Point Austin: From Frontage Road, Texas
Traffic jamming at the Urban Rail Town Hall
By Michael King, Fri., Aug. 29, 2014

It was fitting that Tuesday night's public forum on urban rail occurred in the back room of the Greater Austin Merchants Association's warehouse, a cooperative that caters to convenience stores and gas stations. Located right beside the grand slash of concrete that is Highway 183 N., GAMA is one island of that great expanse of industrialized real estate devoted primarily to the temporary storage of automobiles: one sprawling parking lot after another, accessible only by car, and otherwise useless.
None of the evening's panelists in the Urban Rail Town Hall noted the irony, although before and after I saw several participants uneasily navigating the lot on foot. We're so accustomed to our manufactured dependence on cars – and the staggering waste that it lays to our built landscape – that we barely notice it.
Tuesday night's audience – nearly 200 people – was mostly opposed to the current rail plan and its November bond Proposition 1. That's not surprising, since the event was organized by people opposed to the project, including District 4 City Council candidate Laura Pressley, Mary Rudig of the "Love North Austin" newsletter, and Clint Smith of the local Gray Panthers. The initially announced panel included speakers adamantly opposed to all rail, speakers adamantly opposed to this rail plan – and a Project Connect punching-bag-to-be-named-later.
After apparently significant backstage pushback, the official panel suddenly included a wider range of viewpoints: rail opponents Jim Skaggs and Bill Oakey; Project Connect opponents Scott Morris (subbed Tuesday by Andrew Clements) and Lyndon Henry; and Project supporters Martha Smiley of the Chamber of Commerce, CM Bill Spelman, and Thomas Butler of the Downtown Austin Alliance and Let's Go Austin. The result was a lively discussion, and though it was hard to tell if any minds were changed, by the end it was least possible to imagine progress on Smiley's injunction: "Whether you vote it up or down, you will at least understand what you're voting on."
Best and Worst
The program began with abbreviated presentations by Smiley and Spelman on the nuts-and-bolts of the project – rapid-fire and only occasionally punctuated by crowd reaction (e.g., sarcastic laughter when Spelman described the cost estimates as "probably" high). Smiley noted the costs already associated with transportation (estimated at $13,800/year per family); Butler described the population and work centers to be served by the initial route.
Skaggs, an opponent of all rail projects, called the proposed plan "the worst decision in Austin's history," that would be "a negative for the citizens and community" and reduce the overall quality of life. He insisted the rail would interfere with vehicle traffic, drive residents out of town (despite every current demographic projection), "destroy school enrollment," and "increase growing unaffordability." "We need roads, not rail," Skaggs concluded. "We'll get more service at the same cost."

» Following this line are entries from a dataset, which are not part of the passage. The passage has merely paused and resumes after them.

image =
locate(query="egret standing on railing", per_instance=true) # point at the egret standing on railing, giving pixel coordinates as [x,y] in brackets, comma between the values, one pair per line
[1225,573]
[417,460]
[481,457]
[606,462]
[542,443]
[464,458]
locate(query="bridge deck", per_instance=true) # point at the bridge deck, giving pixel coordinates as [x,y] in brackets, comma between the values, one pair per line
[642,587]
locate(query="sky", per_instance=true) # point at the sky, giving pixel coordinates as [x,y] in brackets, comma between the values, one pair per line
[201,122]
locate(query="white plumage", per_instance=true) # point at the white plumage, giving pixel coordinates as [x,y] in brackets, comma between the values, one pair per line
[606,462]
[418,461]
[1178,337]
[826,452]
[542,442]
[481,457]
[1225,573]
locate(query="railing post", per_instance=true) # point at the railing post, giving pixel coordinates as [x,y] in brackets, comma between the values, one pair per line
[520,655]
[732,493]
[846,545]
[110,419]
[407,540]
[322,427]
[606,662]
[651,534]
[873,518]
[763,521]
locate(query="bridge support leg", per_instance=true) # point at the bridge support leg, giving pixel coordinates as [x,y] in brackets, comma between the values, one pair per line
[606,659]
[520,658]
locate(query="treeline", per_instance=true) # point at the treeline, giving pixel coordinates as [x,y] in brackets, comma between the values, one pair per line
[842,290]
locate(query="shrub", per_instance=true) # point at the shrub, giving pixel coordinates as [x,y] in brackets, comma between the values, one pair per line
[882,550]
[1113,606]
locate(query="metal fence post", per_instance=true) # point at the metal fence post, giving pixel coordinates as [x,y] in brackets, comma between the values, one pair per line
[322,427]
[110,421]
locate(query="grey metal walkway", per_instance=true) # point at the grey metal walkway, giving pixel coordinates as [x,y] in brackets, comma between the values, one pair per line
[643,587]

For Oakey, cost is the sole criteria, and he claimed the bonds would "exhaust" the city's bond capacity and threaten its credit rating. ("I don't know where you're getting that," responded Spelman, "because it's just not true.") Clements and Henry (nominally rail advocates) attacked the specific plan, and specifically the route, insisting that Guadalupe/Lamar is the only possible starter route, and that this plan must be voted down, so that (according to Henry) a better one could be approved "in two to four years." Henry insisted his plan would be much cheaper, too, although you had to read his handout to learn that he manages that by discarding both the lake crossing and the entire East Riverside segment.
Get Your Motor Running
Few of the arguments were unfamiliar to anyone following the project. More mysterious was Rudig's subsequent post: "Our community was finally able to ask questions, questions that nobody would answer during Project Connect's 250 public engagements on the East Austin Rail." In fact, nothing was raised that hasn't been publicly discussed many times before.
Moderator Andy Pierrotti of KVUE was adept at keeping everyone reasonably on point. Spelman had to endure some brief guff – but he's unflappable, and no doubt looking forward to January, when he is no longer subject to such cloddish disrespect.
Among the audience were at least a dozen Council candidates, and several spoke against the plan. It was amusing to see both mayoral candidate Todd Phelps and District 3 Council candidate Susana Almanza – very odd bedfellows indeed – argue variations on the "this is old technology," with Almanza even denouncing the "Iron Horse" that destroys "native communities" and affordable housing.
I suppose we should discard roads and wheels as well, since they predate trains by a few millennia, and while we're at it certainly junk the internal combustion engine, because its time has definitely passed.
That's just about where I began. As Smiley reiterated, "We need a workable, multimodal transportation system," "we can't build it everywhere at once," and "we have to start somewhere." Voters will decide in November whether we wish to begin that project, or if we'd rather endure additional decades of those endless – and extremely expensive – parking lots.